To: aristeides
Dr. Niman comments further on that same thread:
I think that WHO wanted the linkage data, but it also shows the weakness of the case definition as well as the potential to under-report by excluding SARS cases because of no known contact.
The initial media report sounded like none of the initial links to SARS II were recorded as SARS. This led to many unknown cases evolving from the unreported links. I suspect the number of infected persons linked to more unreported cases is quite large, which is why Winnipeg was getting 20% PCR positives in patients that failed to meet the case definition (but teh patients had symptoms).
Thus, it seems that the data were there, but instead of looking harder, the results were called "weird" and used to make the initial claim that SARS CoV didn't cause SARS.
I think that the unreported links will make WHO look harder at the links to the unreported cases and require extensive follow-up along with antibody tests (it is too late to follow-up with PCR tests because the virus has been cleared by now by the infected patients).
I believe that the virus has spread very far and wide in the Toronto area, setting the stage for a significant happening in the Fall.
If Reed died of SARS, I suspect the Canadian repercussions will be severe. The first travel ban came right after the Pennsylvania traveler tested positive for SARS antibody (after returning from the religious retreat in Toronto), and now Toronto's downgrade follows an antibody positive result on another case exported from Toronto.

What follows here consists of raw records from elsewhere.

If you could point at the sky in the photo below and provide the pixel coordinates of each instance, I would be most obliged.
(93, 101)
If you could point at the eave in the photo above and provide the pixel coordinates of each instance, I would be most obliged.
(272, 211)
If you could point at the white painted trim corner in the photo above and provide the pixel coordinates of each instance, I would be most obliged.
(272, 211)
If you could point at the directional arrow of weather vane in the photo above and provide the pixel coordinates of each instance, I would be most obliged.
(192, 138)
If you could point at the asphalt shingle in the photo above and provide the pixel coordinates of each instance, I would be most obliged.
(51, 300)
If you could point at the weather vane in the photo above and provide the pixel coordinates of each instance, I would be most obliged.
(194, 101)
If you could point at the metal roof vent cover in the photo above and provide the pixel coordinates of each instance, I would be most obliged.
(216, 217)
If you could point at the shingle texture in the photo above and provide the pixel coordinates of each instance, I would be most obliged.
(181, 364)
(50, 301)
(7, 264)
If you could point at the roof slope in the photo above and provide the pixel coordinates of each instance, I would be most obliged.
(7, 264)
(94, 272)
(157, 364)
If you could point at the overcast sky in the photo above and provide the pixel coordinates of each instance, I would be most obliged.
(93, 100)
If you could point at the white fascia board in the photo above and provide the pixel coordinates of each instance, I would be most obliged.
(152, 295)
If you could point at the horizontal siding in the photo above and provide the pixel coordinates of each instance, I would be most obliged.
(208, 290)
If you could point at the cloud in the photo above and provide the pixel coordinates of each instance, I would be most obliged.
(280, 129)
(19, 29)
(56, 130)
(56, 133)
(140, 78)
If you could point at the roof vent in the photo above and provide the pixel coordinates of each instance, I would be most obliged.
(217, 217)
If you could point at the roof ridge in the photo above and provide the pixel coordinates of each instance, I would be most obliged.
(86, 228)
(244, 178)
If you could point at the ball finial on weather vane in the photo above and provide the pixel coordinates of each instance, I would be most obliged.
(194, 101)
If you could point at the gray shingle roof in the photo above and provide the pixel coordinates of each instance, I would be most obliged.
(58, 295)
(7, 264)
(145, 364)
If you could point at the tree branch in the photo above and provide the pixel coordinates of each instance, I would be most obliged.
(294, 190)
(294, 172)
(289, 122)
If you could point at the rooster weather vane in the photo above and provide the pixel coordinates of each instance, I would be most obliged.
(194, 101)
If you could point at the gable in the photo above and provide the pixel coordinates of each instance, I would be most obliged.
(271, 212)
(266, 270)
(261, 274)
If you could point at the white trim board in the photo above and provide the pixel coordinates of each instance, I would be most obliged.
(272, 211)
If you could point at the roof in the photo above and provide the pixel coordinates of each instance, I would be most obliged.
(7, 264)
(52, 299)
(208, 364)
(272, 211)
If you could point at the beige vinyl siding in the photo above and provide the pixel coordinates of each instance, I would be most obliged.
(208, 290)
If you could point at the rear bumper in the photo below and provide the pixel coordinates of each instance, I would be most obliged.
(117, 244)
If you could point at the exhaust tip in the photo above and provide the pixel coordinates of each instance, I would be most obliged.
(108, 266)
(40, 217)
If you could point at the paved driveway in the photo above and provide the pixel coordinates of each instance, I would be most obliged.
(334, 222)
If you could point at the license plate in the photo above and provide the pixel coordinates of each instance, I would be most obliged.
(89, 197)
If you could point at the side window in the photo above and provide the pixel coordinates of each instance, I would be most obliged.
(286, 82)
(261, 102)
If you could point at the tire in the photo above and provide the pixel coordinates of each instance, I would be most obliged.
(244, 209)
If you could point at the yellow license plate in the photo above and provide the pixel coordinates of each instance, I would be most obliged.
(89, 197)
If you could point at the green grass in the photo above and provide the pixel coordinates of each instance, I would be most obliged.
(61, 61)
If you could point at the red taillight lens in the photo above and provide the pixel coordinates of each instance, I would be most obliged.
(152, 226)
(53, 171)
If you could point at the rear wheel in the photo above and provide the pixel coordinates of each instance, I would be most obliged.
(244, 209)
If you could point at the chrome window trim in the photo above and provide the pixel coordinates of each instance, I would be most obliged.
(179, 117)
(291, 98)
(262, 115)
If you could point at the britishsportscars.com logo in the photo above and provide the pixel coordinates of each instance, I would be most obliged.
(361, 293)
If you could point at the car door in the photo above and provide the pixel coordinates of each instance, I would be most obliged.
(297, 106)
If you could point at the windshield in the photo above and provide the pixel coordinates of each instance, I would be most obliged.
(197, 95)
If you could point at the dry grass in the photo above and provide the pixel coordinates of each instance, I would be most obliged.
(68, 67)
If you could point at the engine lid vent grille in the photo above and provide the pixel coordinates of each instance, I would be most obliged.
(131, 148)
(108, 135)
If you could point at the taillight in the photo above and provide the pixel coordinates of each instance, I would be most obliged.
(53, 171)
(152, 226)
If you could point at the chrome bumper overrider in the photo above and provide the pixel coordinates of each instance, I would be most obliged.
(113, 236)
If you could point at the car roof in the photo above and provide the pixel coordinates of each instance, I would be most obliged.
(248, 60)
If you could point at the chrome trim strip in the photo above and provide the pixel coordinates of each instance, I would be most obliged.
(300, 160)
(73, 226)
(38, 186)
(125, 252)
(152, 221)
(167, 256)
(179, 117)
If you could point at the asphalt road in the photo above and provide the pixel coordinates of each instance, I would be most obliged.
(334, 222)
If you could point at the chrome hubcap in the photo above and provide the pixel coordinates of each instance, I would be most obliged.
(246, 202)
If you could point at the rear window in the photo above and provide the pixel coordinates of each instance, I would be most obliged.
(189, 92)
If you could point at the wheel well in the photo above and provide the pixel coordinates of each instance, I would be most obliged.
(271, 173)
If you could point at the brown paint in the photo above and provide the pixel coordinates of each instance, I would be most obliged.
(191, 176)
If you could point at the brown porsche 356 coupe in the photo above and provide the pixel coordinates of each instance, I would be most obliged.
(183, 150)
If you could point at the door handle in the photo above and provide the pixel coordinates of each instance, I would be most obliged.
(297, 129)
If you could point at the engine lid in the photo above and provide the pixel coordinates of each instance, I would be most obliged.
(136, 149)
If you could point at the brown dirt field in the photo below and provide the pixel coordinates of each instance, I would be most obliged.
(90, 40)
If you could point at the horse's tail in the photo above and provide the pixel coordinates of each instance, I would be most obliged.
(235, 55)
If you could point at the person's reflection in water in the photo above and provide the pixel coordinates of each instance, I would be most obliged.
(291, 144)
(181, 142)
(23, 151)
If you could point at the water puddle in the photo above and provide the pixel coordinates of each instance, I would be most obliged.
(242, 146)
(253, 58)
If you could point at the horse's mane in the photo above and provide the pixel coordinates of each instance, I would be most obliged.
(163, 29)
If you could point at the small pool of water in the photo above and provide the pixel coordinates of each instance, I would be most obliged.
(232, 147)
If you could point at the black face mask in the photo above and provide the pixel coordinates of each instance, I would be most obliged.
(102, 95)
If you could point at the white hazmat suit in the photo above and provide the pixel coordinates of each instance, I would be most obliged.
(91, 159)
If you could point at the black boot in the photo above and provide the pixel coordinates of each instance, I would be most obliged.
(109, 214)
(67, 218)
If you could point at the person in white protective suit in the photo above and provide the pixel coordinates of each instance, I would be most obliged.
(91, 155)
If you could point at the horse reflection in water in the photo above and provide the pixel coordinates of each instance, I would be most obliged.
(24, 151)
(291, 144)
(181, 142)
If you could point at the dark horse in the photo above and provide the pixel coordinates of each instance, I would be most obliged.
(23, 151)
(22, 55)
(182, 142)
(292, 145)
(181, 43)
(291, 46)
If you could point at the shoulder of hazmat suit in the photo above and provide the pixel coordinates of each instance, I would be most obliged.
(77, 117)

If Reed did become infected by the NC index case, the failure of Toronto to notify him of his Toronto exposure will loom large.
Moreover, I have said for sometime that the US was one super spreader away from a major media event, and I suspect that the next couple of weeks will test that hypothesis.
The US health care system certainly has a heads up in NC, and since the index case was mild, this may not evolve into a super spreader situation. However, there clearly was a pneumonia death in a co-worker of the NC index case and I think the evidence strongly points to the NC index case as the source.
The failure to follow-up (which is why Toronto was downgraded to C) and it has already been noted by WHO (and just about anyone else paying attention).
To: aristeides
One additional late quote from Dr. Niman: "Of note, Dr Frank Plummer of the Canadian National Microbiology Laboratory in Winnipeg is quoted in a NY Times article today: "Dr Plummer's team in Winnipeg has tested about 3000 specimens from 95 probable and 90 suspect cases in Canada and Asia. His team identified the SARS virus in about 40 per cent of the probable cases and 35 per cent of the suspect cases. He said he was surprised to find the virus in about 20 per cent of an additional 250 people who were not suspected of having SARS but who were tested because they had come to Canada from affected areas in Asia or who had mild symptoms not thought to be SARS. Although the 250 were not randomly chosen as scientific controls, Dr Plummer said he was still surprised at the number who tested positive."
The finding of 20% positives in 250 people in Canada with mild symptoms should have set off major alarm bells (50 people in April with the virus but with symptoms too mild to be called suspect or probable SARS is clearly something to follow, not dismiss). Instead the results were called "weird" and cited as evidence for questioning the role of the SARS CoV.
In late April the role of the SARS CoV in the etiology of SARS was firmly established, and the 20% positive PCR rate was solid evidence that the case definition was causing many of those infected with the SARS CoV to be missed.
It is still not clear to me as to whether the contacts of the SARS CoV positives were ever identified or tested.